Firebend is also unique because it comprises supply chain leaders and technologists, Mears said.

“We speak that language, and the insights we can provide clients because of the decades of experience gives us a competitive position,” said Clark, noting the team’s Rockfish experience along with the access to “world-class and unique talent provides us an opportunity to provide value to our clients.”

The company has 44 employees. Most are split between the offices in Rogers and Fort Smith. It also has about five employees working in locations across the United States.

SUPPLY CHAIN TECH
Mears said Freight Genius is a transportation management system for freight brokers, and Control Tower was designed for clients across various industries who want better visibility throughout their supply chains.

“Control Tower is our largest product of the two,” he said. “Control Tower is …  the rapid development platform. It’s referred to as headless technology. Our customers are paying for a subscription to our product that enables them or us to develop custom apps on top of it rapidly. We have modules in transportation, warehousing, procurement and order management — all areas of the supply chain so we can quickly develop supply chain technology that they need.”

Control Tower can also work with customers’ existing supply chain technology and integrate one customer’s system with another “with a business intelligence layer so that our partners have full chain of custody visibility of their supply chains for the first time,” he said. “It’s like the connective tissue of existing supply chains.”

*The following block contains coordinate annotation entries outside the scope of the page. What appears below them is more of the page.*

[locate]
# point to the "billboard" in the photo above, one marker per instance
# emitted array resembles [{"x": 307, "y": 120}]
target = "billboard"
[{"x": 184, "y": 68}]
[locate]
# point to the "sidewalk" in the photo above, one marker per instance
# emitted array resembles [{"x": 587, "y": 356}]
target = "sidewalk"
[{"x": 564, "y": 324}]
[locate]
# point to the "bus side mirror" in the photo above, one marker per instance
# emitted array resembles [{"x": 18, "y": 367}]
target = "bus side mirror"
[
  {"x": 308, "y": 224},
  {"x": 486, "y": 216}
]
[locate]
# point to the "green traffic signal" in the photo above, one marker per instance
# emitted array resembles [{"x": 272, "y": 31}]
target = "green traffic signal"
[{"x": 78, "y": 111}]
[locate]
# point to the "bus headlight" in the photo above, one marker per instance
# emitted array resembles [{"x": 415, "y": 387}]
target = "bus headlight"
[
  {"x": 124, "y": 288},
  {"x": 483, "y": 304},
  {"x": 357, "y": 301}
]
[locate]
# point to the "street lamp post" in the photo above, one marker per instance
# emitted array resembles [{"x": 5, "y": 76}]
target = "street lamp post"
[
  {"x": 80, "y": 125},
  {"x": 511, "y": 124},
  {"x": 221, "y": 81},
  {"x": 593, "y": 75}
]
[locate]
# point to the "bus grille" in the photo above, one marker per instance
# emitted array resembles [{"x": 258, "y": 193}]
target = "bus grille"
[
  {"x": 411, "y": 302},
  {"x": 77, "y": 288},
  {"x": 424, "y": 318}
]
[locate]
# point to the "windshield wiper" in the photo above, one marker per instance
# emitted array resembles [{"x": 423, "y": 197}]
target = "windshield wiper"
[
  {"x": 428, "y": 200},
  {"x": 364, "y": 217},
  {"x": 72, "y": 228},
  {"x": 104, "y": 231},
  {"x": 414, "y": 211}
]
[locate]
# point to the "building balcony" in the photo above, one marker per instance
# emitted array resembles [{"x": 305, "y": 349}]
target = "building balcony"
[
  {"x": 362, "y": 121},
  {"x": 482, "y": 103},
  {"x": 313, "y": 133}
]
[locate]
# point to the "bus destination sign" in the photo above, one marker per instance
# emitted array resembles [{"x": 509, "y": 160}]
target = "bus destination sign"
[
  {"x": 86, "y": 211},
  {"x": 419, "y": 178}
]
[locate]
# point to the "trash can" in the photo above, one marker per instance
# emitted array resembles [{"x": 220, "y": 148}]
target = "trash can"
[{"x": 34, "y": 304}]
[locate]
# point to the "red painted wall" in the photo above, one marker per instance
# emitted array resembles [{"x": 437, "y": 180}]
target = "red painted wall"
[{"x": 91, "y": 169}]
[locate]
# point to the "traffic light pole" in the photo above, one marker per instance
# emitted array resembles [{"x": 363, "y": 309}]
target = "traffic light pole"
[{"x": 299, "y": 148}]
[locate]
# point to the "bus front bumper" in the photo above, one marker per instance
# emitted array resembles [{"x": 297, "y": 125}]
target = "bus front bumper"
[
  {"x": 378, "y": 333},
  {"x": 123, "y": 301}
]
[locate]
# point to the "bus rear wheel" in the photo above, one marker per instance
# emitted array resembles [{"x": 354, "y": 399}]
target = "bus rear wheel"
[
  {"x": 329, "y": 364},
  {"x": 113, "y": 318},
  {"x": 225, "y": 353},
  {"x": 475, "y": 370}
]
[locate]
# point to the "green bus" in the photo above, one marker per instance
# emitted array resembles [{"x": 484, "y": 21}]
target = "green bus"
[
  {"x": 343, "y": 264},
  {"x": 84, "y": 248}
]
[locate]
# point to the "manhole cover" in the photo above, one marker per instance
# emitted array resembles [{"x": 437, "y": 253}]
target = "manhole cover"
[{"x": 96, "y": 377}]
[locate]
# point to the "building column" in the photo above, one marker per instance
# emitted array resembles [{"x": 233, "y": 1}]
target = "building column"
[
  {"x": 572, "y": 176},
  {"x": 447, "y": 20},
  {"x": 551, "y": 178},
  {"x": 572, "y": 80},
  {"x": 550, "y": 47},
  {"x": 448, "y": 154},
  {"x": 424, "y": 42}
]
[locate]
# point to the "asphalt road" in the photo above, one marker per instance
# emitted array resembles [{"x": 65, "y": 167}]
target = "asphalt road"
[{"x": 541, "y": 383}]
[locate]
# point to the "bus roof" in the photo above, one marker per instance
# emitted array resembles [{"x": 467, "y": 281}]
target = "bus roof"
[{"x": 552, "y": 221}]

He said retailers could use the technology to have visibility into the supply chain, such as when used assets leave a store because of a store reset. Without Control Tower, retailers depend on supplier data for how the assets were liquidated, and this information might come weeks or months after it’s shipped. The retailers’ and suppliers’ systems are integrated with the technology, allowing real-time inventory flow visibility.

Mears noted that a customer within the reverse logistics supply chain reported a 100-fold recovery on invoices after learning about being overcharged. The visibility allowed the customer to hold supply chain partners accountable. Also, a customer saves on transportation costs by letting the technology determine a more efficient shipment destination.

Freight Genius is a technology for brokers who help customers needing items shipped by matching them with carriers to complete shipments. Mears said Freight Genius provides brokers with data, integrations and ease of use and helps them quickly and efficiently move freight for customers. The technology goal allows brokers to move more freight at higher margins.

“Because of our data-rich integrations … [the broker] should have enough information to know what the shipper should pay and what a carrier should charge,” he said. “It’s more transparency.”

He explained that a customer’s margins increased by about 5 percentage points within 90 days of starting to use Freight Genius. He added that the customer’s former technology took new brokers two weeks on which to train. The training was reduced to one morning with Freight Genius.

BROAD INDUSTRY SUPPORT
Existing customers operate in various sectors, including retail, reverse logistics, auto manufacturing, the cannabis industry, store resets and retail liquidation. Mears said the company has kept all its existing customers since it was established.

As the company’s first customer, Propak uses Freight Genius. Greg Jensen, vice president of business development for Propak, said Firebend helped the company build a more robust transportation management system after the company started to move more freight.

“It’s given us a tool to grow with,” Jensen said. “It’s internet-based so that you can log on anywhere. It helps you connect with the carrier base. As far as brokerage goes, it’s very important to be able to communicate with your carrier base as much as it is to communicate with your customers. It’s got a lot of tools that allow us to quickly and easily communicate with both customer and carrier partner.”

Mears noted the company’s organic growth and that it has not focused on marketing or sales but rather product/market fit and preparing the product to scale.

“Our big next step is to come out of … stealth mode and begin showing the world what we have to offer, particularly the distribution/retail world,” Marshall said. “It’s time to jump out of the cake.”

Dye said the company has four clients in the pipeline and noted it could implement its technology for new customers in two to three months, down from nearly six months. She expects revenue to rise from $6 million in 2021 to $6.5 million this year before increasing by 25% in 2023.

Clark recruited Dye to Firebend after she served as a Propak auditor and chief financial officer at digital agency Rockfish Interactive, a company Clark co-founded. In 2011, publicly-traded communications company WPP acquired Rockfish, which has since rebranded to VMLY&R. Dye has nearly 30 years of experience as a certified public accountant.

Before July 2019, Marshall and Mears worked at Propak. Marshall, who has 20 years of experience in supply chain and reverse logistics, worked at CHEP before joining Propak in 2011. Mears also worked for Rockfish.

Long-term, Clark sees Firebend as an industry leader in big-data management, focusing on supply chain and real-time solutions for Fortune 100 clients.